Dass aber ein Auto, das wegen einer Delle untersucht werden muss, tagelang einfach herumsteht und nicht verwendet werden darf / kann, ohne dass ein Ersatz an diesen Standort geliefert wird, ist selbst über Weihnachten einfach nur peinlich. Dass man einfach über Mail orientiert wird, dass das Fahrzeug nicht am gewünschten Ort zur Verfügung steht, ebenfalls. Dass die Dame am Telefon wenig hilfreich war, ebenfalls. Dass auf ein Mail schon gar nicht geantwortet wird, noch mehr.
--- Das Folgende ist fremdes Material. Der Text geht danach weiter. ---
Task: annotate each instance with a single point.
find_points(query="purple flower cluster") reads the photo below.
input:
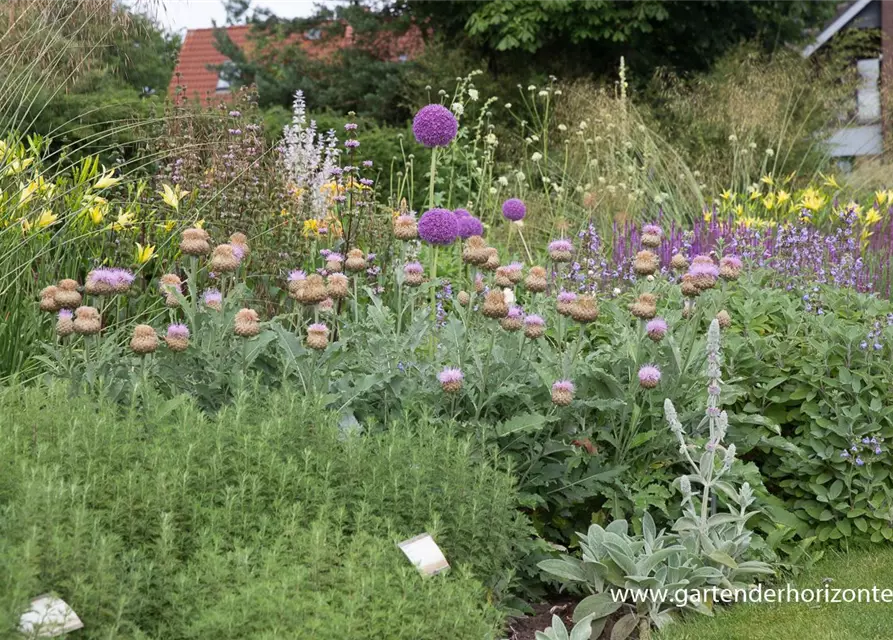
(514, 209)
(435, 126)
(438, 226)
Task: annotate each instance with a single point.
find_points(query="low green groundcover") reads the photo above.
(826, 621)
(267, 521)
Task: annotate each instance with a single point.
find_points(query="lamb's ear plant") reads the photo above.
(705, 549)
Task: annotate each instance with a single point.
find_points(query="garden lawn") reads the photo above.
(855, 621)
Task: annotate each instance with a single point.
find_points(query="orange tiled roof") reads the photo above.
(199, 52)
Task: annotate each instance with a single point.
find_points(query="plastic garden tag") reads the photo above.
(424, 553)
(49, 617)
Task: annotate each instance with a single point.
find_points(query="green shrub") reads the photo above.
(812, 386)
(265, 522)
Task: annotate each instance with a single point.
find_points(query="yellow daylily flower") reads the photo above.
(310, 227)
(144, 254)
(96, 214)
(172, 196)
(831, 181)
(812, 200)
(46, 218)
(107, 180)
(124, 220)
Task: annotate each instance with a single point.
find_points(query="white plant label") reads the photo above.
(424, 553)
(49, 617)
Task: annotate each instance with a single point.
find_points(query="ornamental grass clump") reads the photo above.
(247, 323)
(563, 392)
(536, 281)
(318, 336)
(177, 337)
(144, 340)
(451, 380)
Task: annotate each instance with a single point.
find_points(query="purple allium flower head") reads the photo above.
(469, 226)
(649, 376)
(560, 245)
(514, 209)
(435, 126)
(438, 226)
(656, 328)
(567, 297)
(731, 261)
(450, 374)
(178, 331)
(652, 229)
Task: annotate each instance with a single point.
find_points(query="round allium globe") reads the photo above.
(438, 226)
(435, 126)
(469, 226)
(514, 209)
(649, 376)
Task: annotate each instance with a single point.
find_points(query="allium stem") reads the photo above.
(433, 176)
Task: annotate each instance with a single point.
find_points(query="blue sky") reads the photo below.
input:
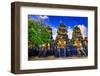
(69, 21)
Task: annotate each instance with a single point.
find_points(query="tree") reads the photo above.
(37, 33)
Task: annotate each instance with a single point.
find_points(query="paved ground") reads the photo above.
(52, 58)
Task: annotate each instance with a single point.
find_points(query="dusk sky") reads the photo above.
(69, 21)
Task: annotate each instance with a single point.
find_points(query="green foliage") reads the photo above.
(38, 33)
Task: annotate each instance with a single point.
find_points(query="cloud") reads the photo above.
(43, 17)
(84, 30)
(70, 31)
(54, 32)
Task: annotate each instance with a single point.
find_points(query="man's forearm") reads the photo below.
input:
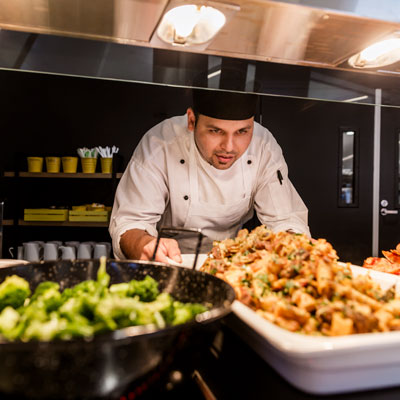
(133, 241)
Es war wohl wirklich mein Fehler, von Mobility ein Mindestmass an Professionalität zu erwarten. Jedenfalls werde ich mich wohl, wenn ich das nächste Mal wieder ein Auto brauche, wieder an einen klassischen Mietwagen-Verleih wenden müssen. Da muss ich zwar auch durch die halbe Stadt pendeln, um das Auto abzuholen, aber ich weiss es wenigstens dann gleich von Anfang an und kann mich entsprechend einrichten. Und ich kann mir sicher sein, dass ich das Auto dort kriege, wo ich es reserviert habe.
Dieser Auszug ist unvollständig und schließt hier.